A Mongolian woman, who has lived in the United States for several years and is now visiting her home country, says she has “a hole in her chest” as she feels she is not contributing enough to the country’s development, and now is considering moving back.
Despite Mongolia’s challenging geographic location – it is landlocked between Russia and China – political and civil rights and a robust parliamentary system are maintained, according to observers. It has only been 30 years since the fall of the Soviet Union and Mongolia took its first steps towards democracy.
You can see the development in the rankings – even though Mongolia is placed far behind developed countries – but even more so when you are out on the streets and talking to people or sitting in interviews with politicians or business managers. Corruption remains widespread but there is a pervasive belief that democracy and openness are the way forward, and that bribery can best be put to shame through economic liberalization and modernization.
A lot can still go wrong. The roots of democracy may not be deep enough, and the risk of political turmoil is ever-present. Perhaps the country will not succeed in breaking the import dependency of energy from Russia and the export dependency of raw materials to China. Maybe Mongolia won’t manage to climb the value chains as planned and be trapped by the “resource curse” and mining dependency.
“The challenges are great but so are the opportunities. Mongolia’s democracy has the potential to become even stronger,” says Tapan Mishra, resident coordinator of the UN in Ulaanbaatar.
A 2021 nationwide poll in Mongolia by the International Republican Institute, a Washington based non-profit organisation, showed strong enthusiasm for democratic governance, while the asked Mongolians also acknowledged the need for continued improvement.
“While many people believe that democracy is backsliding around the world, the people of Mongolia are showing strong support for an open and transparent political system,” said Johanna Kao, regional director of the organisation’s Asia-Pacific division.

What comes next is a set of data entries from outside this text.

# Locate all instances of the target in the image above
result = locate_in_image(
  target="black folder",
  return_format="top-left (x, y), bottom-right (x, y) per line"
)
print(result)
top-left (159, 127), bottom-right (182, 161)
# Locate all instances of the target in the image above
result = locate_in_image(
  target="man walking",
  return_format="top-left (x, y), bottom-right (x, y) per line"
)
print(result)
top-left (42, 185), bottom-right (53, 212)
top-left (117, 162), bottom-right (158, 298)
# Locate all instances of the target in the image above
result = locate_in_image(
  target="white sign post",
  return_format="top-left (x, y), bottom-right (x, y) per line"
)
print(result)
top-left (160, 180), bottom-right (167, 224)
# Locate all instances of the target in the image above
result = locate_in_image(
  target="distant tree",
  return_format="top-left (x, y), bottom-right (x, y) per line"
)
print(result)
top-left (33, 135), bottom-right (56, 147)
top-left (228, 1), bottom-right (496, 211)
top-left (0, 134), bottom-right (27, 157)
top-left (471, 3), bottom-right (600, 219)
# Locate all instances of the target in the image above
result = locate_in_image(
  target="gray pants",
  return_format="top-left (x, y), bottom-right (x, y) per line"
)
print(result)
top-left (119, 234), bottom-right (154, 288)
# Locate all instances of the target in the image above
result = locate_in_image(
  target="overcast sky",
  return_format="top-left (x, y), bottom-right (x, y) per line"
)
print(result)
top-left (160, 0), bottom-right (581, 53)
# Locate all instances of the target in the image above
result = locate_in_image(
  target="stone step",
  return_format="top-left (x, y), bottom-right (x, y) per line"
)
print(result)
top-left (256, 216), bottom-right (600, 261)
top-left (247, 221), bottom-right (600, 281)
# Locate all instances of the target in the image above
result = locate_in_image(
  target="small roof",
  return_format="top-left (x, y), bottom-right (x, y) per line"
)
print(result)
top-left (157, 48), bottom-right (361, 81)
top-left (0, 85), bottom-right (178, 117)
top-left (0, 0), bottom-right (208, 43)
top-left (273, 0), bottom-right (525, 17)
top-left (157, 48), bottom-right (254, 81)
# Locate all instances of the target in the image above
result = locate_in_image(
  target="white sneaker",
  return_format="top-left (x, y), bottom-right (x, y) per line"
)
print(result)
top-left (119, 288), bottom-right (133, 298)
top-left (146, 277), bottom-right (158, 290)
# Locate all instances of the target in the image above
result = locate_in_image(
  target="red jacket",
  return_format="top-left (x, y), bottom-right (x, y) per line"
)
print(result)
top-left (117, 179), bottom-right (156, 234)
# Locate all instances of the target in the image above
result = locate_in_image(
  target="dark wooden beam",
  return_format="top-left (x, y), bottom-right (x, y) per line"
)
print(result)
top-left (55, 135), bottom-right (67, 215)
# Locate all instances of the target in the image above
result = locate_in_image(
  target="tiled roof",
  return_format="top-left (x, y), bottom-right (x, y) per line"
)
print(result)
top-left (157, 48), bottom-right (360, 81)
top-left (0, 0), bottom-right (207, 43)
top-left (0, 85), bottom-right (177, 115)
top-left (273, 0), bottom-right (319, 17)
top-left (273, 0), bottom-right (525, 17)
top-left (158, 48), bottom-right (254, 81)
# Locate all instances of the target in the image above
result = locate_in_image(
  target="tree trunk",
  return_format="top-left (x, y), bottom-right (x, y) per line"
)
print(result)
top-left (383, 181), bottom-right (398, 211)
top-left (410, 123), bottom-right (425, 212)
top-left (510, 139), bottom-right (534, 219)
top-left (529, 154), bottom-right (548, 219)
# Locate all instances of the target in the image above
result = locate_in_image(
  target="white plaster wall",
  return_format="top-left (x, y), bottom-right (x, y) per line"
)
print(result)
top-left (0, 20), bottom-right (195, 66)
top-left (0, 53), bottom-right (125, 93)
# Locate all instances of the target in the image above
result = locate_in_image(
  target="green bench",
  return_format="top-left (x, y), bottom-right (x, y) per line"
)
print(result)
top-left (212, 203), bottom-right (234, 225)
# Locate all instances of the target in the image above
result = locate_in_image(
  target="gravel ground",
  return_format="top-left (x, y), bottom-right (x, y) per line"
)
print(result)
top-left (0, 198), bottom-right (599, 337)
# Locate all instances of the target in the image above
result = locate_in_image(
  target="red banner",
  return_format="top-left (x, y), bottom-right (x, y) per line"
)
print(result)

Indeed, while many countries around the world suffer political and democratic challenges – from populism and internal polarization to external threats – Mongolia can be seen as a beacon of democracy in Asia. It is something that leaders in democratic nations should pay attention to and support.
At the time of writing, the thought of traveling back to Hong Kong, being forced to put on a face mask and experience new crackdowns on freedom of expression and the press feel disheartening. But I will soon be back in Mongolia – and breathe the fresh air of democracy again.